# Brick molding too shallow for storm door



## joecaption

I could not get the site to open up you tryed to post.
A picture of you brick moulding would be nice.

Adding a spacer is fine as long as it does not stick out to far.


----------



## axenol

joecaption, sorry about that. I put the URL in the wrong part of the html. It should work now.

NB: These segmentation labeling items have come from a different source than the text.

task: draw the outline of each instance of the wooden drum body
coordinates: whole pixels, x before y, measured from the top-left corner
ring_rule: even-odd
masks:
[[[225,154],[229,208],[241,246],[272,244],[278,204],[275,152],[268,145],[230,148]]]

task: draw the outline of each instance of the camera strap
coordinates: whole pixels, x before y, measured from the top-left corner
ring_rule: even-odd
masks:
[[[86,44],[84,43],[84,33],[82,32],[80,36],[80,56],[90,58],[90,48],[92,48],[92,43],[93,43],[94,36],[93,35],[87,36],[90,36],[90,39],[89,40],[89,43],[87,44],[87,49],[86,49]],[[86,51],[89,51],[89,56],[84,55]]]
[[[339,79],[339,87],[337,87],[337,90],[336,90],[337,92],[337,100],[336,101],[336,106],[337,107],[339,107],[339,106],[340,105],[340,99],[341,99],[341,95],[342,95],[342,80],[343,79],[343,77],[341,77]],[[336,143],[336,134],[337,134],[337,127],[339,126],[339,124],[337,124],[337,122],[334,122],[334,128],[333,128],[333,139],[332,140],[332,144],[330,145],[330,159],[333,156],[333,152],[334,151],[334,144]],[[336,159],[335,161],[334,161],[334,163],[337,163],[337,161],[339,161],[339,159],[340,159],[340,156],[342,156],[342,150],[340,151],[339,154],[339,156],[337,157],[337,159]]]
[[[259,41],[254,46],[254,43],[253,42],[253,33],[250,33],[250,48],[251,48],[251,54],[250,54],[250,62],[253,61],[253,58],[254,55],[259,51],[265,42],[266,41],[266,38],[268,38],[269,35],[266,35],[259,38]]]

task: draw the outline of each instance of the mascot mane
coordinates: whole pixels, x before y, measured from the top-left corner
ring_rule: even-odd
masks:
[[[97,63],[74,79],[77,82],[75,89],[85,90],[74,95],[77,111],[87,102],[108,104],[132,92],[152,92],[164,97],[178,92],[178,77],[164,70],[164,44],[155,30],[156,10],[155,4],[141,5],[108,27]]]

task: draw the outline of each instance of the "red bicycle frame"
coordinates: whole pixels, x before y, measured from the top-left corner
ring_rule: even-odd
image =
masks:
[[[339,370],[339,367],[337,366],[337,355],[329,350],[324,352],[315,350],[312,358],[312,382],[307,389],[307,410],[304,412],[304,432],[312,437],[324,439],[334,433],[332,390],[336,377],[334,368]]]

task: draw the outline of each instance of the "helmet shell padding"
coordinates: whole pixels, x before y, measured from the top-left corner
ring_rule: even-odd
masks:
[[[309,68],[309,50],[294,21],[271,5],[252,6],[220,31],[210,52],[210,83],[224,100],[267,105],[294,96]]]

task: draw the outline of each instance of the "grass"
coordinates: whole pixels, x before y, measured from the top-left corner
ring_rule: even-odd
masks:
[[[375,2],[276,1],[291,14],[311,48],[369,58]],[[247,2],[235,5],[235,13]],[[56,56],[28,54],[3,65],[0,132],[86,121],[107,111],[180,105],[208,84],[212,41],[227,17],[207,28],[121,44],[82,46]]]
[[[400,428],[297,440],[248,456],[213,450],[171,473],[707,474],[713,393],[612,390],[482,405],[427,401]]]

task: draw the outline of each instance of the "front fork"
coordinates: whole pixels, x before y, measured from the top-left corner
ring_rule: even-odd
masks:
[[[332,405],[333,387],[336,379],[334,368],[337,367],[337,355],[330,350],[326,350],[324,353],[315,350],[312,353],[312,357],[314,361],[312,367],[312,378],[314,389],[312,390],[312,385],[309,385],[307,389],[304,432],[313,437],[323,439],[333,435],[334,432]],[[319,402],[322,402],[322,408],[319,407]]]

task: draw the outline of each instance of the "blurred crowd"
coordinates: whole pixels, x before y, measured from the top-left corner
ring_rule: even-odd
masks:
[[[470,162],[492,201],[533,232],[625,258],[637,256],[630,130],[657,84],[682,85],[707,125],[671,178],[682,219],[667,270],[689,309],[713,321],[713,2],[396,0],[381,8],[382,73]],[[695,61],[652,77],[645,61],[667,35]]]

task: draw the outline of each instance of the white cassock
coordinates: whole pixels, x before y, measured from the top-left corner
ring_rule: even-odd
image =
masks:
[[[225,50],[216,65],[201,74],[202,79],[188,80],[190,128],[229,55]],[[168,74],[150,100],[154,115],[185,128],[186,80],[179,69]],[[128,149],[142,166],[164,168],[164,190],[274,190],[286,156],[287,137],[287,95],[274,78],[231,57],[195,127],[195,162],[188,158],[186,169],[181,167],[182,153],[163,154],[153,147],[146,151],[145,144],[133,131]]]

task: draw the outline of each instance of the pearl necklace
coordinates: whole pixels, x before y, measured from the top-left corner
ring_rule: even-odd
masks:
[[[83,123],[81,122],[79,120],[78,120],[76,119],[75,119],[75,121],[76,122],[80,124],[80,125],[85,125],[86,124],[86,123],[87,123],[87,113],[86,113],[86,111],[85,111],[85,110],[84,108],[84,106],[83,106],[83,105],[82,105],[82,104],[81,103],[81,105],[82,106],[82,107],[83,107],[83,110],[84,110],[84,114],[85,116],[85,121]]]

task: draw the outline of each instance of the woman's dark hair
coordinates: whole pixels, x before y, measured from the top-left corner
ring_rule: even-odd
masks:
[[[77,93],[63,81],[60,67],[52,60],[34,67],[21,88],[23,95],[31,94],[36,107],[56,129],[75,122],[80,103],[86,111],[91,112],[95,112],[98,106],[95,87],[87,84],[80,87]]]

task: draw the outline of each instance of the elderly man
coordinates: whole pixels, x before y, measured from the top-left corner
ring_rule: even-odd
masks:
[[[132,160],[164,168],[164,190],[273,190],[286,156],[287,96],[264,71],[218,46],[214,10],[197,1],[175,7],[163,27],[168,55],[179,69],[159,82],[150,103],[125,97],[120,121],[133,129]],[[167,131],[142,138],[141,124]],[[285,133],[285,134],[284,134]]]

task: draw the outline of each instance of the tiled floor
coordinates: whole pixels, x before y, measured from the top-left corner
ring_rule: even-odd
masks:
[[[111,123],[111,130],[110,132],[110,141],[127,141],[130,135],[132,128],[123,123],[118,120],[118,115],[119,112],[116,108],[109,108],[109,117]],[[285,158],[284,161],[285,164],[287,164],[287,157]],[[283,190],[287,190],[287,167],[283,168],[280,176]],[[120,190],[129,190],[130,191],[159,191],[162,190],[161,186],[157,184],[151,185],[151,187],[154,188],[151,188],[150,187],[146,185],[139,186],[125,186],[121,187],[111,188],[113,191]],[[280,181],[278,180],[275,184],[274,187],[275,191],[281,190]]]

Is a "spacer" a technical term or are you referring to any piece of wood, which would fill up the empty space?

Thanks for your response!


----------



## axenol

Here's a picture of me holding the aforementioned "stop board" to the shallow brick molding to help you imagine what I'm trying to accomplish (see attachment).


----------



## HomeSealed

You are on the right track. Essentially you just need to "build out" the trim a little bit... Make sure that you pre-drill that pine or it will split all over the place.


----------



## axenol

Thanks for the tip, HomeSealed. I was wondering about the splitting; I know pine is not too hard of wood (unlike oak and maple) so in theory it should hold up, but I'll pre-drill to be safe, and make sure it's securely attached to the brick molding before I add the weight of the storm door to it.

Thanks again!


----------



## tcleve4911

.....and I would prime and paint that piece before you install the door over it.


----------



## axenol

I definitely will so it doesn't rot out as quickly but thanks for bringing it up. I also need to sand out some of that peeling paint on the jamb after I ripped off the silicone around the old storm door. So a follow-up question:

If I sand out that peeling paint on the jamb, and repaint it, would I also need to prime before I paint or is the paint going to hold? In a more general sense, the question is:

When you need to touch up some peeling paint on the brick molding/jamb/trim/etc. outside, do you need to completely remove the old paint, prime, and repaint or it is sufficient just to sand out the damaged paint and repaint right on top?


----------